Zwar sieht R 33.3 Abs. 2 Satz 2 EStH vor, dass eine Haushaltsersparnis mit dem in § 33a Abs. 2 Satz 1 EStG genannten Höchstbetrag - im Streitjahr 8.004 EUR -, der abziehbaren Aufwendungen anzusetzen ist, wenn bei einer Heimunterbringung wegen Pflegebedürftigkeit der private Haushalt aufgelöst wird. Ein solcher Abzug kommt allerdings dann nicht in Betracht, wenn - wie im Streifall - die eigenen Einkünfte und Bezüge der pflegebedürftigen Person, die diese für ihren Unterhalt einsetzt, sowohl über den Regelsätzen für die Grundsicherung nach dem Sozialgesetzbuch (SGB) Zwölftes Buch (XII) des betreffenden Jahres liegen, als auch über dem von der Verwaltung als Haushaltsersparnis anzusetzenden Wert von 8.004 EUR (vgl. BFH-Urteil in BFHE 191, 280, BStBl II 2000, 294; vgl. auch BMF-Schreiben in BStBl I 2002, 1389). In solchen Fällen fehlt es an einer Haushaltsersparnis der unterhaltenen Person und erst Recht der zum Unterhalt verpflichteten Person.

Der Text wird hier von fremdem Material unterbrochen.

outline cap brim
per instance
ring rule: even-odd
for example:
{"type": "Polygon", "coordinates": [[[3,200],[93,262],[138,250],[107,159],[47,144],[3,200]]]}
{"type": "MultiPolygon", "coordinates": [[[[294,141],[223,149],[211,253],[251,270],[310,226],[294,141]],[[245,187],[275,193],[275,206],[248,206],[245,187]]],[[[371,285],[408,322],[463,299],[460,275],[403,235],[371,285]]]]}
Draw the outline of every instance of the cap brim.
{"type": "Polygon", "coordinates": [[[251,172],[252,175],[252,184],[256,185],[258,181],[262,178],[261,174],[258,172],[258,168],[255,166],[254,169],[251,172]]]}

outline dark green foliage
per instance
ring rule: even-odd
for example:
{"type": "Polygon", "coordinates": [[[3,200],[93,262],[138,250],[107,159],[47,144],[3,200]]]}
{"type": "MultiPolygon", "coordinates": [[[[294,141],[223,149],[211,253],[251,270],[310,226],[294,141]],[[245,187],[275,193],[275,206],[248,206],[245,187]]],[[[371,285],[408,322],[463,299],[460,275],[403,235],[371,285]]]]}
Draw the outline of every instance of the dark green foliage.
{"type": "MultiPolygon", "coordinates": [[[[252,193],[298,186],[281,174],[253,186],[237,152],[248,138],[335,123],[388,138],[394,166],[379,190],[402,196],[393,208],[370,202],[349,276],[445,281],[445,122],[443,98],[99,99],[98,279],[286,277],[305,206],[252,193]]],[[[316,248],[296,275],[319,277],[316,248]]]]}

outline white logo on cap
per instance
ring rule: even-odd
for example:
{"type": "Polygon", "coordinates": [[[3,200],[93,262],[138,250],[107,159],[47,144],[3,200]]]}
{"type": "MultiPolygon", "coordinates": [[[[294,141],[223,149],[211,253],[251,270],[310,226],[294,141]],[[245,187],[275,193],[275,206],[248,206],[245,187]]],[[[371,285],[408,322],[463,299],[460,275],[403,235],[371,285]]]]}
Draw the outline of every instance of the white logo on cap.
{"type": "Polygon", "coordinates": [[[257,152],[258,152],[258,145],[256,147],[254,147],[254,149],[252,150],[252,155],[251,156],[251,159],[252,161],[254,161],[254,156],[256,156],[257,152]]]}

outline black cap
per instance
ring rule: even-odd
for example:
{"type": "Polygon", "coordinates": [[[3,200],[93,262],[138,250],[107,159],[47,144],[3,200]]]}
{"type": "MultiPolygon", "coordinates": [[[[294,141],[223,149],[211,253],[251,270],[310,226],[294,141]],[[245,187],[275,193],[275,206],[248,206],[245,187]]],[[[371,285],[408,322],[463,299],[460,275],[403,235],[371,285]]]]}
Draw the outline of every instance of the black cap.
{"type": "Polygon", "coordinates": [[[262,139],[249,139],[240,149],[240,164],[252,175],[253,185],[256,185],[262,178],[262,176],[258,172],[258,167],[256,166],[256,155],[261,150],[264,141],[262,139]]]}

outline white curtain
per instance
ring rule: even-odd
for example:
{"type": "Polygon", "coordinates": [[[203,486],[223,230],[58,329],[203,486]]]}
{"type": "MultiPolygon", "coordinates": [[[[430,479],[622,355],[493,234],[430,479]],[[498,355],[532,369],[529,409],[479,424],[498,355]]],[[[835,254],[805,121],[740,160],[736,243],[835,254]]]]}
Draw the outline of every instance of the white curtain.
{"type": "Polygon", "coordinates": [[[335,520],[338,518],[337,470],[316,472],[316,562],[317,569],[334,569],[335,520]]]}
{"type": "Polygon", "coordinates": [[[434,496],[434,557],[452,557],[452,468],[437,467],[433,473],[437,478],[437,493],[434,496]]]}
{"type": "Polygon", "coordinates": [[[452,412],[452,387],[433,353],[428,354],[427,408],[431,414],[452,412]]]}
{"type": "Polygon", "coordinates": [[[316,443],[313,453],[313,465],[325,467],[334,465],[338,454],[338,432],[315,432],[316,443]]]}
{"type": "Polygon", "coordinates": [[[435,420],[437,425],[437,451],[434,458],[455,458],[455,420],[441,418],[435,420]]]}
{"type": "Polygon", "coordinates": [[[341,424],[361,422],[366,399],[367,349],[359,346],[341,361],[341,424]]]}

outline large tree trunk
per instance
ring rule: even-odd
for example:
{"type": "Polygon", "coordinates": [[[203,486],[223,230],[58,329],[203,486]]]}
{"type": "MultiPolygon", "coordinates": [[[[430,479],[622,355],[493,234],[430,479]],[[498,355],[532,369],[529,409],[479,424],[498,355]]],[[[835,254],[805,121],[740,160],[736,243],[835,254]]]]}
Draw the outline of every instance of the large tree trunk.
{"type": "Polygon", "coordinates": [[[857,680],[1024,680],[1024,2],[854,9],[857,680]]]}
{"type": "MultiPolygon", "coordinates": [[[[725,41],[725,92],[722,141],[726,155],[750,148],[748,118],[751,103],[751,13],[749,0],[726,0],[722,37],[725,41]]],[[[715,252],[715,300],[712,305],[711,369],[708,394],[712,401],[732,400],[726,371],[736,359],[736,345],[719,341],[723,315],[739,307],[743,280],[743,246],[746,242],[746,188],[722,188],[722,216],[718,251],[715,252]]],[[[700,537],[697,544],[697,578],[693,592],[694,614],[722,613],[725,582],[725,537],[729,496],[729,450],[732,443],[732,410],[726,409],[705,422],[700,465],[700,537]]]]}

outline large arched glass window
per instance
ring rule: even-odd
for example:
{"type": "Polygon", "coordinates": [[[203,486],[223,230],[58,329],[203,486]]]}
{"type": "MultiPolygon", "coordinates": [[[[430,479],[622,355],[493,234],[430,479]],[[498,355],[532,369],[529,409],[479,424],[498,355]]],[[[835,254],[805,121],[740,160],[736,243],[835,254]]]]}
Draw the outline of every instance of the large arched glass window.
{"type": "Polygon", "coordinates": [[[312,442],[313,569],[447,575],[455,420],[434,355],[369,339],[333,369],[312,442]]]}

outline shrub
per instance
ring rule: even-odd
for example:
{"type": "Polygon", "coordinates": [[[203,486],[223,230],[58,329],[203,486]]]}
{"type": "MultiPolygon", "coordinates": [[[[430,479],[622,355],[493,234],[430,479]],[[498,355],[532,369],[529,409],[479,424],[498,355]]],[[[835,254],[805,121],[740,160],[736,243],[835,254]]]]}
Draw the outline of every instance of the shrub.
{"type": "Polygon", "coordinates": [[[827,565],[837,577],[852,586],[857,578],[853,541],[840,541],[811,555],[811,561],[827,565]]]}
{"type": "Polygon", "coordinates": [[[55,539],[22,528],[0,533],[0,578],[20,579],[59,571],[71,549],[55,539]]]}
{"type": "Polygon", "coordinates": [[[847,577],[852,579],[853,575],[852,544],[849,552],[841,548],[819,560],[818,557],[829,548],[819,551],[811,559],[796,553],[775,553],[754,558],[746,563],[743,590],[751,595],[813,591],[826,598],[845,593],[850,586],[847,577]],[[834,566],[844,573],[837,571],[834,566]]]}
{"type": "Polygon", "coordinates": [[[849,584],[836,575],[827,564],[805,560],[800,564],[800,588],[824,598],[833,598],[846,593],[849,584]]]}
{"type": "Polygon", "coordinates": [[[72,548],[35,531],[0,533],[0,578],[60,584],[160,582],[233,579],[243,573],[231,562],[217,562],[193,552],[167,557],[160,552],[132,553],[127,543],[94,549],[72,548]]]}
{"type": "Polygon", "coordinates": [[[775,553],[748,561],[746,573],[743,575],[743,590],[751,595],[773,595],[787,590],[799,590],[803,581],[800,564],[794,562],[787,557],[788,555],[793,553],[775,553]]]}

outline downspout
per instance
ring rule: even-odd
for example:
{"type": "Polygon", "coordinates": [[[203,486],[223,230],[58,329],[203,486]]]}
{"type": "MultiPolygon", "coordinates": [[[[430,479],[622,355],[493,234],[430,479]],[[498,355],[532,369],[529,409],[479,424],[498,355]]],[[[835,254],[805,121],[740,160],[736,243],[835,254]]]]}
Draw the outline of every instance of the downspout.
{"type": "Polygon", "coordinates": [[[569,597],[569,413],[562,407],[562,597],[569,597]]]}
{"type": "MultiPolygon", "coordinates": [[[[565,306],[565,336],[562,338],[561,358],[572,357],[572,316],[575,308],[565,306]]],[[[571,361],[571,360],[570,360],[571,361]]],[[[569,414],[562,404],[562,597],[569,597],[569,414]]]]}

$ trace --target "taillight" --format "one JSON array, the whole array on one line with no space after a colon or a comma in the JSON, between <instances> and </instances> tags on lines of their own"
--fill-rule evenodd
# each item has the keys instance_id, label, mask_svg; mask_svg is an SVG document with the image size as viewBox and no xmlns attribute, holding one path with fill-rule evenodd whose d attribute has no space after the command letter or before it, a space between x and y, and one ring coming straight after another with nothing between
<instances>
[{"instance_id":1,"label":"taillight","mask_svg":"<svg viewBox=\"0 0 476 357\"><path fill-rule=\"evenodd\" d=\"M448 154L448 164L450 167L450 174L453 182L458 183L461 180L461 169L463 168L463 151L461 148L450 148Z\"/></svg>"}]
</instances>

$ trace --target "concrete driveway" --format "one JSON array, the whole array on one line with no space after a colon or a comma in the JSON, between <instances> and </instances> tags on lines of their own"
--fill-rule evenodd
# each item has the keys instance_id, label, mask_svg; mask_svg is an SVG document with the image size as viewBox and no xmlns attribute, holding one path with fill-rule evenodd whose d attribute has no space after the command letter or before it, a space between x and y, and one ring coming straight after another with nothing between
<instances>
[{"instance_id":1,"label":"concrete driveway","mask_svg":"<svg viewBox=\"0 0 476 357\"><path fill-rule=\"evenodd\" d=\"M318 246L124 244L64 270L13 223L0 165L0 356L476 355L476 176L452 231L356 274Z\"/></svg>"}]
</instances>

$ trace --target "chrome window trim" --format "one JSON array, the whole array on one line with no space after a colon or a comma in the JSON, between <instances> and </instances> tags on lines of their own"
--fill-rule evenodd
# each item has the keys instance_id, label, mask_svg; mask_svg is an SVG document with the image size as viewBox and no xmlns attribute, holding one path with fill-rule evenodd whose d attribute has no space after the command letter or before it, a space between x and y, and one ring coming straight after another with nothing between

III. Die Berechnung der festzusetzenden Einkommensteuer für das Jahr 2010 wird dem Beklagten übertragen, § 100 Abs. 3 Satz 2 FGO. Der Beklagte hat hierbei den wie folgt ermittelten Betrag vom 7.196 EUR vom Gesamtbetrag der Einkünfte abzuziehen:

EUR

Außergewöhnliche Belastungen nach § 33 Abs. 1 EStG für die Unterbringung der Mutter des Klägers im Pflegeheim

7.959,30

Eigene Krankheitskosten nach § 33 Abs. 1 EStG

2.619,67

Zwischensumme

10.578,97

./. Zumutbare Eigenbelastung 6 % von 56.384 EUR

3.383,04

verbleiben

7.195,93

gerundet

7.196,00

IV. Die Kostenentscheidung folgt aus § 136 Abs. 1 Satz 3 FGO.

V. Die Revision war gem. § 115 Abs. 2 Nr. 1 FGO zuzulassen.

VI. Soweit der Tenor auf Vollstattgabe lautete war er gem. § 107 Abs. 1 FGO zu berichtigen.